Re: [PATCH RESEND] slab: introduce the flag SLAB_MINIMIZE_WASTE
From: Christopher Lameter
Date: Fri Apr 27 2018 - 12:41:55 EST
On Thu, 26 Apr 2018, Mikulas Patocka wrote:
> > Hmmm... order 4 for these caches may cause some concern. These should stay
> > under costly order I think. Otherwise allocations are no longer
> > guaranteed.
>
> You said that slub has fallback to smaller order allocations.
Yes it does...
> The whole purpose of this "minimize waste" approach is to use higher-order
> allocations to use memory more efficiently, so it is just doing its job.
> (for these 3 caches, order-4 really wastes less memory than order-3 - on
> my system TCPv6 and sighand_cache have size 2112, task_struct 2752).
Hmmm... Ok if the others are fine with this as well. I got some pushback
there in the past.
> We could improve the fallback code, so that if order-4 allocation fails,
> it tries order-3 allocation, and then falls back to order-0. But I think
> that these failures are rare enough that it is not a problem.
I also think that would be too many fallbacks.
> > > + /* Increase order even more, but only if it reduces waste */
> > > + if (test_order_obj <= 32 &&
> >
> > Where does the 32 come from?
>
> It is to avoid extremely high order for extremely small slabs.
>
> For example, see kmalloc-96.
> 10922 96-byte objects would fit into 1MiB
> 21845 96-byte objects would fit into 2MiB
That is the result of considering absolute byte wastage..

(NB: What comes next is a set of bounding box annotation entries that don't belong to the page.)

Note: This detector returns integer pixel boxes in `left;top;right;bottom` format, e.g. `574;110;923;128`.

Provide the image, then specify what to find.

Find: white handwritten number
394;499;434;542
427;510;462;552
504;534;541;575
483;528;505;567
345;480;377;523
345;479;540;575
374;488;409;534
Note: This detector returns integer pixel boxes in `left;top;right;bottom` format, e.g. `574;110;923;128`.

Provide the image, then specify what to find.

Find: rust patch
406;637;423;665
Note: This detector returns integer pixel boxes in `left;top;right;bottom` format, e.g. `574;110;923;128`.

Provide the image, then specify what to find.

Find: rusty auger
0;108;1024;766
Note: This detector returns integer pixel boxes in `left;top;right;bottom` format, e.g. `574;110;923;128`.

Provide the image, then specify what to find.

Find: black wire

> The algorithm would recognize this one more object that fits into 2MiB
> slab as "waste reduction" and increase the order to 2MiB - and we don't
> want this.
>
> So, the general reasoning is - if we have 32 objects in a slab, then it is
> already considered that wasted space is reasonably low and we don't want
> to increase the order more.
>
> Currently, kmalloc-96 uses order-0 - that is reasonable (we already have
> 42 objects in 4k page, so we don't need to use higher order, even if it
> wastes one-less object).
The old code uses the concept of a "fraction" to calculate overhead. The
code here uses absolute counts of bytes. Fraction looks better to me.